His Three Daughters: ‘sharply written’ family drama is ‘deeply affecting’

There’s no shortage of “dysfunctional family movies and terminal-illness movies. And even the good ones have trouble sidestepping clichés”, said Justin Chang on NPR. So “it says something that ‘His Three Daughters’, which is about a dysfunctional family coping with a terminal illness, doesn’t feel like a retread”.

A “sharply written” chamber piece, it is set over a few days in an apartment in Manhattan, where three sisters have gathered to say their goodbyes to their dying father Vincent (Jay O. Sanders). The oldest of the daughters is Katie (Carrie Coon), who lives in nearby Brooklyn but hasn’t visited Vincent much lately; then there’s Rachel (Natasha Lyonne), a stoner who has been acting as his carer; and finally Christina (Elizabeth Olsen), who seems to lead a charmed life miles from New York. 

The acting and writing “have such specificity” that you soon feel intimately acquainted with the characters; and the ending is both “optimistic and deeply affecting”. This is a film that, “in the shadow of death, says something essential about how we live”.

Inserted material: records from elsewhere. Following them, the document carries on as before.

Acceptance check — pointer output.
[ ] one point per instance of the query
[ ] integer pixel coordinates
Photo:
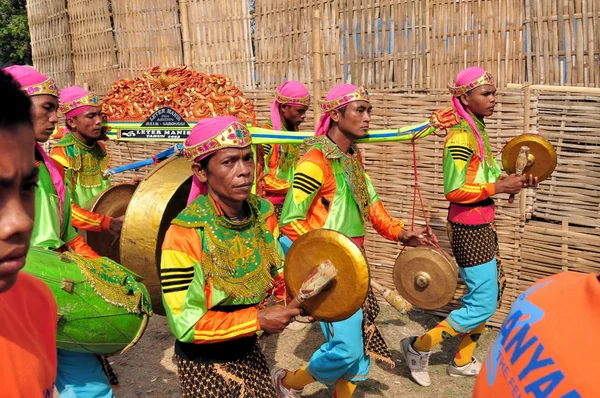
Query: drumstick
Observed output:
(393, 297)
(314, 283)
(520, 165)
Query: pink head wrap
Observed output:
(34, 83)
(289, 93)
(207, 137)
(339, 96)
(75, 100)
(467, 80)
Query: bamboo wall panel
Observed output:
(220, 38)
(94, 52)
(147, 34)
(385, 42)
(51, 39)
(283, 42)
(565, 42)
(530, 248)
(573, 191)
(488, 33)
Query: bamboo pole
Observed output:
(185, 33)
(560, 89)
(317, 54)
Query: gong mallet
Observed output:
(393, 298)
(520, 165)
(314, 284)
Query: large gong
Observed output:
(158, 199)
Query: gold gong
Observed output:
(542, 158)
(425, 277)
(156, 202)
(347, 292)
(113, 202)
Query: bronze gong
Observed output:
(541, 160)
(425, 277)
(158, 199)
(347, 292)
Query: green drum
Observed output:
(102, 306)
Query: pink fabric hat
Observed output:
(467, 80)
(289, 93)
(339, 96)
(207, 137)
(32, 81)
(75, 100)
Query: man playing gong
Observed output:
(81, 151)
(219, 258)
(331, 189)
(288, 111)
(471, 178)
(79, 374)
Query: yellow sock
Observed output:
(443, 331)
(467, 346)
(344, 389)
(298, 379)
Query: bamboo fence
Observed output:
(404, 51)
(382, 44)
(94, 56)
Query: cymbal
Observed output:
(347, 292)
(542, 157)
(425, 277)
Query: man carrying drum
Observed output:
(79, 375)
(81, 151)
(219, 258)
(27, 307)
(288, 112)
(471, 178)
(331, 189)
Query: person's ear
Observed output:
(336, 115)
(200, 173)
(71, 123)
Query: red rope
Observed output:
(417, 189)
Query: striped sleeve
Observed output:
(461, 164)
(308, 180)
(187, 294)
(89, 221)
(60, 155)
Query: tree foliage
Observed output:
(15, 47)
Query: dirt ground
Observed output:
(148, 370)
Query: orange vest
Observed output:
(28, 317)
(548, 345)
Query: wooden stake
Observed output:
(317, 54)
(185, 33)
(560, 89)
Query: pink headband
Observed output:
(31, 81)
(289, 93)
(207, 137)
(75, 100)
(467, 80)
(339, 96)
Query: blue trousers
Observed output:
(342, 356)
(479, 304)
(81, 376)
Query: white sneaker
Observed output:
(470, 369)
(418, 362)
(277, 375)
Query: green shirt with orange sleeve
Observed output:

An absorbing gem about the “shifting sands within family relationships”, “His Three Daughters” has a clever, witty script, and boasts some excellent performances, said Brian Viner in the Daily Mail. Olsen in particular is exquisite, somehow turning “the least interesting role into the most watchable”.

I thought Lyonne was terrific, said Tim Robey in The Telegraph. But mainly, alas, because she comes across as a “breath of fresh air” in an otherwise stultifyingly heavy-handed film. With just one poky set, the cast seem “stuck on a stage, doing the modern equivalent of cut-rate Chekhov”.